An ally is not a friend. An ally doesn’t even have to like you very much. An ally doesn’t have to support all your goals. They may even dislike some of your goals. An ally can be someone you harmed at some point, or someone who harmed you. An ally can be someone who gave you reasons to distrust them. An ally can be someone you can almost be certain will turn against you at some point. It sounds like these may be reasons not to seek allies, but they are not.

Consider for a moment the alliances between the Soviet Union, the United Kingdom, and the United States during the Second World War. The Soviet Union had every reason to be distrustful. The US and UK had invaded the Soviet Union less than 30 years earlier and had hardly been friendly since that time. And the Soviets had at one point cooperated with Nazi Germany.

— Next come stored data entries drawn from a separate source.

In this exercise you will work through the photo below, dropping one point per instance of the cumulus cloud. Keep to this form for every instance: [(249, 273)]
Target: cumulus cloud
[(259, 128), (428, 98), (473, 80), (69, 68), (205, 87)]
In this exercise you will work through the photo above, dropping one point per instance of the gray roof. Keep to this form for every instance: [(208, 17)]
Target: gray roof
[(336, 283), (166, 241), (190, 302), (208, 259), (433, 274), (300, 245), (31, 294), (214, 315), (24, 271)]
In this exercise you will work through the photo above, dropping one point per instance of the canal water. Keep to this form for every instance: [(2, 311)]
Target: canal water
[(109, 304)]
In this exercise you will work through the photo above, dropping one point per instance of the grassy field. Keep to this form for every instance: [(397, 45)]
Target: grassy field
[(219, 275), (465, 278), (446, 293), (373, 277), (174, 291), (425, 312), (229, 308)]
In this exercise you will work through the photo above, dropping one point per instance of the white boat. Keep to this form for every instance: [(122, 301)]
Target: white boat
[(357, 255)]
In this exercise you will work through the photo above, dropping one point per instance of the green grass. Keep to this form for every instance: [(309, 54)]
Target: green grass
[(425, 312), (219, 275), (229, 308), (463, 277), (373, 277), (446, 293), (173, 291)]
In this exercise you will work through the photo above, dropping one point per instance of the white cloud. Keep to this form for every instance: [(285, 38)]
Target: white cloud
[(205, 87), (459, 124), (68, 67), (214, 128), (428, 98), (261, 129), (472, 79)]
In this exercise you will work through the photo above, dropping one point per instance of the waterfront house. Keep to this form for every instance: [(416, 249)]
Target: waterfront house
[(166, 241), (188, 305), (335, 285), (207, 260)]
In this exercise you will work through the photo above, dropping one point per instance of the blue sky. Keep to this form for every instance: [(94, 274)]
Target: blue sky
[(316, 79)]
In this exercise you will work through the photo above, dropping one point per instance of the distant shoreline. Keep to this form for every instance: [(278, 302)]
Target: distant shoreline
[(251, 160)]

None of these issues was thought a reason that these three nations should not work together. There were common goals that were more important than old wounds. And yes, these alliances started breaking down once common goals were met. The US would override the Quebec Agreement with the 1946 Atomic Energy Act leaving Britain with nothing to show for its contribution to the Manhattan Project. And all possibility of cooperation between the Soviet Union and the west would become impossible after the Berlin Crisis of 1948.

There’s an old saying: “The enemy of my enemy is my friend”. I disagree because that’s a terrible way to make friends. But it might be a good way to find allies.

Allies have a few important characteristics:

  1. They share a goal with you. It can simply be just one goal.
  2. They have the power to help achieve this goal.
  3. They are likely to stay motivated until the goal is achieved.
  4. It is possible to have a respectful discussion with them.

This post isn’t really about WWII strategy, or even alliances in general. I’m actually trying to make a point about WoLF’s recent efforts to reach out to conservative Christian organizations to combat gender identity laws and policies. The progressive lefty types I used to hang out with a couple of years ago, mostly online, do not approve of these efforts. But I like them. They meet all four of the above conditions for potential good allies.

I am especially impressed at how well discussions between radical feminists and conservatives meet condition four, respectful discussion. This recent panel discussion at the Heritage Foundation makes that clear. Compare that with this chaos earlier when one of the women who would later be on the Heritage panel was attacked by members of her own supposed “community”.

The Heritage Foundation has many terrible goals, and I would never recommend being their friend. But I do think they meet all four conditions for being an very effective ally.